= Municipality of Coolgardie =

Former local government area in Western Australia

The Municipality of Coolgardie was a local government area in Western Australia, centred on the town of Coolgardie.

It was established on 4 July 1894. It initially met in premises on Hunt Street, but these became too small in two years and a replacement council chambers was built in Bayley Street in 1896.

The council was responsible for the construction of the Coolgardie Mechanics' Institute in 1894–96; it gave Coolgardie a library "claimed as one of the best in the colony outside Perth" as well as a concert hall and reading room, but resulted in the council incurring a £900 debt.

The boundaries of the municipality were expanded on 13 September 1895, with the additional land including the Coolgardie suburb known as "Toorak".
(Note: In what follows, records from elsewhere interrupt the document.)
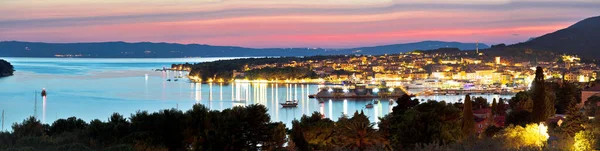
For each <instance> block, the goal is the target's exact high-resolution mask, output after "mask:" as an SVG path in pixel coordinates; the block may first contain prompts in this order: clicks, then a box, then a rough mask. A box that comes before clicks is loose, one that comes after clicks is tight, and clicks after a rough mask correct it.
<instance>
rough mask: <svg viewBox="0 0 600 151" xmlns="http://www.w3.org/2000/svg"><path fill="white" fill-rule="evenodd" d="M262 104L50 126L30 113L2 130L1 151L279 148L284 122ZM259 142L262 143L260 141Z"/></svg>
mask: <svg viewBox="0 0 600 151" xmlns="http://www.w3.org/2000/svg"><path fill="white" fill-rule="evenodd" d="M270 121H271V119H270V117H269V115H268V114H267V109H266V108H265V107H264V106H262V105H250V106H247V107H233V108H231V109H225V110H223V111H211V110H209V109H207V108H206V107H204V106H203V105H194V106H193V108H192V109H190V110H188V111H186V112H182V111H179V110H175V109H171V110H162V111H160V112H154V113H148V112H145V111H143V112H137V113H136V114H133V115H131V117H130V118H129V119H126V118H124V117H123V116H122V115H119V114H117V113H115V114H113V115H112V116H111V117H110V118H109V119H108V121H107V122H103V121H100V120H97V119H96V120H92V121H90V122H89V123H86V122H85V121H83V120H81V119H77V118H75V117H71V118H68V119H59V120H57V121H55V122H54V123H52V124H51V125H47V124H41V123H40V122H39V121H38V120H37V119H35V118H33V117H31V118H28V119H26V120H24V121H23V123H18V124H17V123H15V124H14V125H13V126H12V128H13V132H12V133H9V132H2V133H0V150H57V151H59V150H60V151H63V150H219V151H223V150H257V149H258V147H259V146H260V148H262V149H265V150H279V149H280V148H282V146H283V143H285V140H286V138H285V136H286V135H285V132H286V130H285V125H283V124H282V123H272V122H270ZM259 144H260V145H259Z"/></svg>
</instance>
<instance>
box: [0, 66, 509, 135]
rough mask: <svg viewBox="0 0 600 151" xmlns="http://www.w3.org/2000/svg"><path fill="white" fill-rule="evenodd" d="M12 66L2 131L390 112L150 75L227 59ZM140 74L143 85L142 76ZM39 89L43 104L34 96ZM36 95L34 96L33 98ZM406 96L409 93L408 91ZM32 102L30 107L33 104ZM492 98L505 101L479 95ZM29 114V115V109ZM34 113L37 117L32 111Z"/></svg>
mask: <svg viewBox="0 0 600 151" xmlns="http://www.w3.org/2000/svg"><path fill="white" fill-rule="evenodd" d="M3 59H5V60H8V61H9V62H11V63H12V64H13V65H14V66H15V70H17V71H16V72H15V75H14V76H11V77H6V78H0V110H4V112H5V121H4V123H5V124H4V130H10V125H12V123H15V122H21V121H23V120H24V119H25V118H27V117H29V116H36V117H38V119H40V120H42V121H43V122H45V123H49V124H50V123H52V122H53V121H54V120H56V119H57V118H67V117H71V116H76V117H78V118H82V119H84V120H86V121H90V120H93V119H100V120H103V121H106V120H107V119H108V117H109V116H110V115H111V114H112V113H114V112H117V113H120V114H122V115H124V116H125V117H129V115H130V114H132V113H135V112H136V111H142V110H146V111H149V112H155V111H159V110H163V109H171V108H177V109H180V110H184V111H185V110H188V109H190V108H191V107H192V106H193V105H194V104H196V103H200V104H204V105H206V106H207V107H209V108H210V109H213V110H223V109H226V108H231V107H233V106H245V105H249V104H263V105H265V106H266V107H267V108H268V109H269V111H268V112H269V114H270V116H271V119H272V121H282V122H284V123H286V124H288V127H289V124H291V121H292V120H294V119H298V118H300V117H301V116H302V115H304V114H311V113H313V112H319V113H321V114H323V115H324V116H325V117H328V118H332V119H333V120H337V118H339V117H340V116H342V115H343V114H350V115H351V114H352V113H354V112H355V111H363V112H364V113H365V114H367V115H368V116H369V118H370V120H371V121H372V122H378V117H383V116H385V115H386V114H388V113H390V112H391V108H392V106H393V105H390V104H389V103H388V100H387V99H384V100H381V103H379V104H376V105H375V106H374V107H373V108H370V109H367V108H365V105H366V104H367V103H370V102H372V101H373V100H348V99H341V100H329V99H328V100H322V101H323V103H319V101H317V100H316V99H309V98H308V95H309V94H314V93H316V91H317V88H318V86H317V85H309V84H266V83H232V84H219V83H214V84H196V83H190V82H189V81H188V80H187V79H179V81H171V82H168V81H167V80H166V79H169V78H170V79H172V78H173V76H174V75H179V74H185V73H179V72H169V73H165V72H156V71H153V69H159V68H162V67H169V66H170V65H171V64H173V63H185V62H190V63H193V62H205V61H214V60H219V59H232V58H181V59H71V58H3ZM146 74H148V78H147V79H146V77H145V75H146ZM42 88H46V89H47V91H48V96H47V100H46V102H45V104H44V102H43V101H42V98H40V97H39V95H40V94H39V91H40V90H41V89H42ZM36 91H37V92H36ZM411 91H412V90H411ZM36 96H37V104H36V103H35V102H36V101H35V100H36V99H35V97H36ZM462 97H464V96H428V97H418V99H424V100H428V99H433V100H445V101H447V102H456V101H458V99H460V98H462ZM483 97H485V98H488V100H490V101H491V99H492V98H499V97H503V98H506V97H510V96H502V95H483ZM286 100H298V103H299V105H298V107H296V108H282V107H281V105H279V103H281V102H285V101H286ZM36 106H37V107H36ZM36 108H37V111H36Z"/></svg>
The council opened the Coolgardie Municipal Baths on 11 January 1897, making Coolgardie the first Western Australian town with a public swimming pool. However, it proved to be a financial failure and closed in 1916.

It was divided into a system of four wards on 12 October 1898, but these were abolished in 1901 due to a decline in population; the number of councillors was also dropped from twelve to nine at the same time.

It was involved in the staging of the Coolgardie International Mining and Industrial Exhibition in 1899, with the Coolgardie Miner crediting the "liberality of the Municipal Council" as one of the factors involved in successfully getting the exhibition underway.

The council chambers were damaged by fire in 1903, and the mechanics' institute committee folded in the same year. The two buildings were moved to a new site on Bayley Street and united with a new frontage. The council operated out of them for the rest of its existence. The 1903 building survives today and was listed on the former Register of the National Estate.

The municipality ceased to exist on 20 May 1921 when it was merged into the surrounding Coolgardie Road District.

Politicians George Bellingham, William Eddy, Henry Augustus Ellis, John Hardwick and Charles McDowall served on the council, with McDowall also serving as mayor.